Study: User, EHR Errors Both To Blame in Ebola Misdiagnosis
October 24, 2014 in News
The initial misdiagnosis of the first Ebola-infected patient in the U.S. resulted from a combination of human and computer error, according to a new study published in the journal Diagnosis, Modern Healthcare reports (Conn, Modern Healthcare, 10/23).
Background on Ebola Case
Thomas Eric Duncan arrived in the U.S. on Sept. 20 and was sent home from Texas Health Presbyterian Hospital after seeking help for a fever, stomach pain and sharp headache on Sept. 25. Duncan returned to the hospital on Sept. 28 where he was diagnosed with Ebola and placed in isolation. He died less than two weeks later.
According to the hospital, Duncan told a nurse during his initial hospital visit about his recent travels to Liberia, and the nurse correctly entered his travel history information into the hospital’s electronic health record system.

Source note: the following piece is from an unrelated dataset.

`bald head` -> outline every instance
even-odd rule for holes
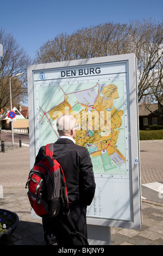
[[[75,118],[72,115],[63,115],[57,121],[57,127],[60,136],[67,136],[74,138],[77,129],[73,128],[77,125]]]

On Oct. 2, Texas Health Resources released a statement saying that although the nurse had included the information about Duncan’s travel history in the EHR, a flaw in the system had prevented physicians from seeing the note.

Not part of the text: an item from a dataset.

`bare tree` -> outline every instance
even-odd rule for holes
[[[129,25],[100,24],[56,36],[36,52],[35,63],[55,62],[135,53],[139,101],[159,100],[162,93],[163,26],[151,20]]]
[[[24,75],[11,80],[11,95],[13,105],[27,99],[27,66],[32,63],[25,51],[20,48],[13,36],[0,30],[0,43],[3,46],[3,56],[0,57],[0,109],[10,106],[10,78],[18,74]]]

However, on Oct. 3, officials effectively retracted the statement, explaining that “the patient’s travel history was documented and available to the full care team in the [EHR], including within the physician’s workflow.” The hospital noted that “there was no flaw in the way the physician and nursing portions interacted related to this event.”
The hospital uses EHR software developed by Epic Systems (iHealthBeat, 10/20).
Details of Study
According to InformationWeek, some of the study findings are speculative, as the researchers did not have access to a comprehensive collection of nurse and physician notes and could not examine the EHR system’s configuration in great detail (Carr, InformationWeek, 10/23).

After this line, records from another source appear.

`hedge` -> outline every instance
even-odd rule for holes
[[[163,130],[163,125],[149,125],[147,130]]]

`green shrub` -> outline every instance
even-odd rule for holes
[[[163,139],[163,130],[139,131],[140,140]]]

After analyzing an Associated Press review, the researchers found that the use of a “series of predefined symptom options” could have led to the confusion over Duncan’s diagnosis. The researchers were able to determine that hospital workers used “predefined patient instructions” because of the “generic nature” of the phrases used in their notes (Modern Healthcare, 10/23).
According to the study, such templates are used to capture data, but they also can sacrifice “utility for appropriate triage and diagnosis.” The researchers added that EHR systems and the meaningful use incentive program emphasize recordkeeping over care and detection of uncommon conditions (InformationWeek, 10/23).
The researchers said that the case illustrates that “EHR-based clinical workflows often fail to optimize information sharing amongst various team members, leading to lapses in recognizing specific clinical findings that could aid in rapid and accurate diagnoses” (Modern Healthcare, 10/23).
As they stand, EHRs “lack the innovations needed to prevent misdiagnosis,” according to the report. Therefore, the researchers recommended that regulators focus on enhancing EHRs’ decision-support tools, sorting methods and alerts (InformationWeek, 10/23).
Epic Defends EHR System
In related news, Epic President Carl Dvorak said the EHR system should not be blamed for the misdiagnosis, Health Data Management reports.
Dvorak said that the system properly displayed information, such as travel history and symptoms, but it was overlooked by various health workers. He said the information “got missed by the nurse who actually documented that the patient came from Liberia — that’s a knowledge gap,” adding, “And, it got missed by a physician” (Slabodkin, Health Data Management, 10/21).